I presume you are performing field recordings with a platinum electrode, which really acts as a capacitor, not as a resistor. Electrical activity of the hippocampal neurons is coupled capacitively through the electrodes to your amplifier system so that Ic= CdV/dt. In other words, current flows only when there is a sudden change in voltage, as in an action potential.

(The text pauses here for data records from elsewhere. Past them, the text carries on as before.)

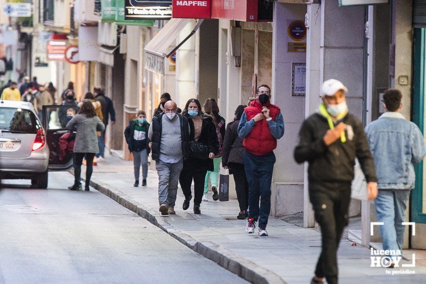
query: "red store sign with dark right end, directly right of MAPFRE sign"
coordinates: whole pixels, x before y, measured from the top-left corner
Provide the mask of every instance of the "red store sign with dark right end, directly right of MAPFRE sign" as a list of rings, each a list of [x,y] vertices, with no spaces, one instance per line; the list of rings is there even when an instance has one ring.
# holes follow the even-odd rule
[[[245,22],[272,21],[272,4],[258,0],[211,0],[211,18]]]

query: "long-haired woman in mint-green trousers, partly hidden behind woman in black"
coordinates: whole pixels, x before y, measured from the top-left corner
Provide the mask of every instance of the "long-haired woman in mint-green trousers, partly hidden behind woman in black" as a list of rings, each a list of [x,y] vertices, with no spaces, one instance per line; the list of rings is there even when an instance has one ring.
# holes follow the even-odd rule
[[[205,114],[211,116],[213,119],[213,124],[216,127],[216,135],[218,136],[219,141],[219,153],[213,159],[214,169],[212,171],[207,171],[204,180],[204,194],[203,201],[207,200],[208,193],[208,180],[210,180],[211,191],[213,192],[213,200],[219,199],[218,193],[218,184],[219,184],[219,170],[221,167],[222,160],[222,147],[223,147],[223,138],[225,137],[225,119],[219,114],[219,106],[214,98],[208,98],[205,100],[203,105],[203,111]]]

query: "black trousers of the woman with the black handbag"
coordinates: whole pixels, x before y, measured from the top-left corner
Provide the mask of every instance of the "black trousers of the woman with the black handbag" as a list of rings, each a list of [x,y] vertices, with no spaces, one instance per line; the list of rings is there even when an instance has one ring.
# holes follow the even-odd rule
[[[194,205],[200,205],[204,193],[204,180],[207,170],[194,169],[184,163],[184,168],[179,176],[179,183],[181,184],[182,191],[185,198],[191,196],[191,184],[194,180]]]

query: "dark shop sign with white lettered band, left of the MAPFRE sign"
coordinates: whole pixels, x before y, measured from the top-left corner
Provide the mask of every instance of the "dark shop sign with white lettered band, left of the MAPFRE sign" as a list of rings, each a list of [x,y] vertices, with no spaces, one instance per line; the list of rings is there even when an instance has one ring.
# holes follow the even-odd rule
[[[171,19],[171,0],[125,0],[126,20],[168,20]]]

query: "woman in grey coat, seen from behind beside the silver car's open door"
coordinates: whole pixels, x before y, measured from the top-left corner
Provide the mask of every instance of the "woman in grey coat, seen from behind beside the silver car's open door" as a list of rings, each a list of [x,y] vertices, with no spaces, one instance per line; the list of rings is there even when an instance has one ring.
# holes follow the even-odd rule
[[[90,177],[93,172],[93,159],[95,153],[99,152],[96,131],[102,131],[105,126],[101,119],[96,115],[93,103],[86,100],[82,103],[79,113],[73,117],[66,128],[72,130],[77,128],[74,144],[74,153],[76,157],[76,167],[74,170],[74,185],[70,190],[79,190],[81,187],[81,165],[83,158],[86,157],[86,184],[84,190],[89,191]]]

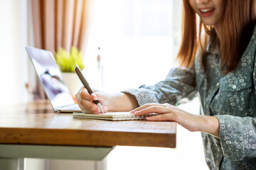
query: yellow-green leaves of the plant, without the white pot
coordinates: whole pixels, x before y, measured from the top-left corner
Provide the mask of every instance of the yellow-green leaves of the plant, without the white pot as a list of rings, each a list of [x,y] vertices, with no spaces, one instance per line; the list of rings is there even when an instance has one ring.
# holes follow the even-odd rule
[[[75,64],[78,64],[80,69],[85,67],[82,63],[82,52],[76,47],[71,47],[70,53],[60,47],[58,52],[54,52],[54,57],[61,72],[75,72]]]

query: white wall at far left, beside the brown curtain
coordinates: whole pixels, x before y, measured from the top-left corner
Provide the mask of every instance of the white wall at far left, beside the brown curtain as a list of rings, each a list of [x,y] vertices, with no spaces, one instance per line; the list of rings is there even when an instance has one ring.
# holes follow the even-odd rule
[[[0,106],[26,102],[26,0],[0,0]]]

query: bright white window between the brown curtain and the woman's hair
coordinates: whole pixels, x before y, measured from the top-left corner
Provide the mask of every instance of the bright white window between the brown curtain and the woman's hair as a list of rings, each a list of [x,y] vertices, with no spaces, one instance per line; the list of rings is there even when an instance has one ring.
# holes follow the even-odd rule
[[[174,4],[96,0],[84,71],[92,86],[117,92],[163,80],[176,58],[173,35],[180,21],[174,23]],[[97,47],[103,71],[97,70]]]

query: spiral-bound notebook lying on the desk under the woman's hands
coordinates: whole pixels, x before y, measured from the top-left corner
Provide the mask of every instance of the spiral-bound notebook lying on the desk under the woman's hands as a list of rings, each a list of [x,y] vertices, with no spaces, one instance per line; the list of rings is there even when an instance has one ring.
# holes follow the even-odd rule
[[[87,113],[73,113],[75,118],[89,118],[100,120],[146,120],[146,117],[157,115],[150,113],[146,115],[134,115],[129,112],[107,112],[100,114],[87,114]]]

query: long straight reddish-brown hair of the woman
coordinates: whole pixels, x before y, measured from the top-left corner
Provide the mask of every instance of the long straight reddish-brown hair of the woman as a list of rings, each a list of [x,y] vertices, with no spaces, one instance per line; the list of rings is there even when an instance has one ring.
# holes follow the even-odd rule
[[[224,0],[223,27],[221,37],[218,38],[220,45],[220,57],[224,73],[235,70],[245,51],[252,30],[255,26],[255,1],[256,0]],[[181,47],[177,59],[181,66],[191,67],[195,60],[196,51],[206,50],[206,40],[212,27],[206,27],[201,21],[196,23],[196,13],[191,8],[188,0],[183,0],[183,22]],[[204,38],[201,38],[204,31]],[[198,33],[197,33],[198,32]],[[201,49],[198,49],[201,47]],[[201,55],[202,57],[204,55]]]

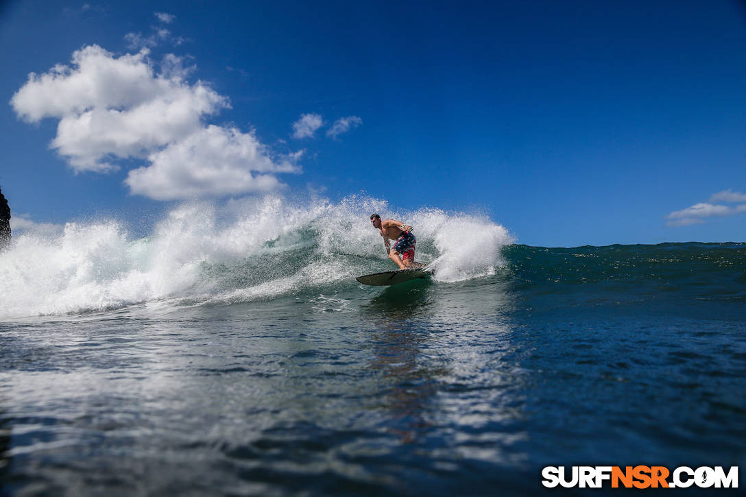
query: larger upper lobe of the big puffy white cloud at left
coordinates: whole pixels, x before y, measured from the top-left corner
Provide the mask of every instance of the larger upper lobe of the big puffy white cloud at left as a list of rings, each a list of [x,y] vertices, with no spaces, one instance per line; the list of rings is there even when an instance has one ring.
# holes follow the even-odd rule
[[[73,68],[32,74],[10,100],[23,119],[57,117],[51,143],[75,172],[115,169],[109,157],[144,157],[202,128],[201,119],[228,107],[228,99],[201,82],[155,75],[148,51],[115,58],[98,46],[73,54]],[[172,61],[173,63],[173,61]]]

Generally, when doing field recordings there is little need to lower the impedance of wires recording hippocampal field potentials, simply because the HC field activity is so powerful. I usually just use freshly cut 25 or 40 micron tungsten wire. If you're trying to record HC units then you do want a lower impedance for your wires, in that case you want to use much smaller wires (~13-15microns) and gold plate the recording tips to an impedance between 100-200kOhms.

Hi James,

thanks for the information and we currently record from Hippocampal CA1 region and use stainless steel electrodes (monopolar ) and its impedance was 5 Mohm but we tried to reduce the impedance by electrolytic sharpening and i was looking for some alternate way.

thanks a lot for your answer

Hi Binu, Following some of the other answers, to get ride of problems with electrode resistance you have to use a high impedance headstage or field effect transistors. This is common in most electro settings anyway. Wihth high impedance coupling the resistance of the electrode is neglectable. You get near the same extracellular recordings using a metal macro or a sharp micropipette for intracellular recording of 60-100 megohms. Beyond that you have to estimate the lost voltage.

The problems may arise if you attempt to record on DC-coupled mode using metal electrodes, but I assume you don't. Using high impedance headstages also reduces the leak of current from amplifiers to the tissue (through your electrode) reducing other complicating problems.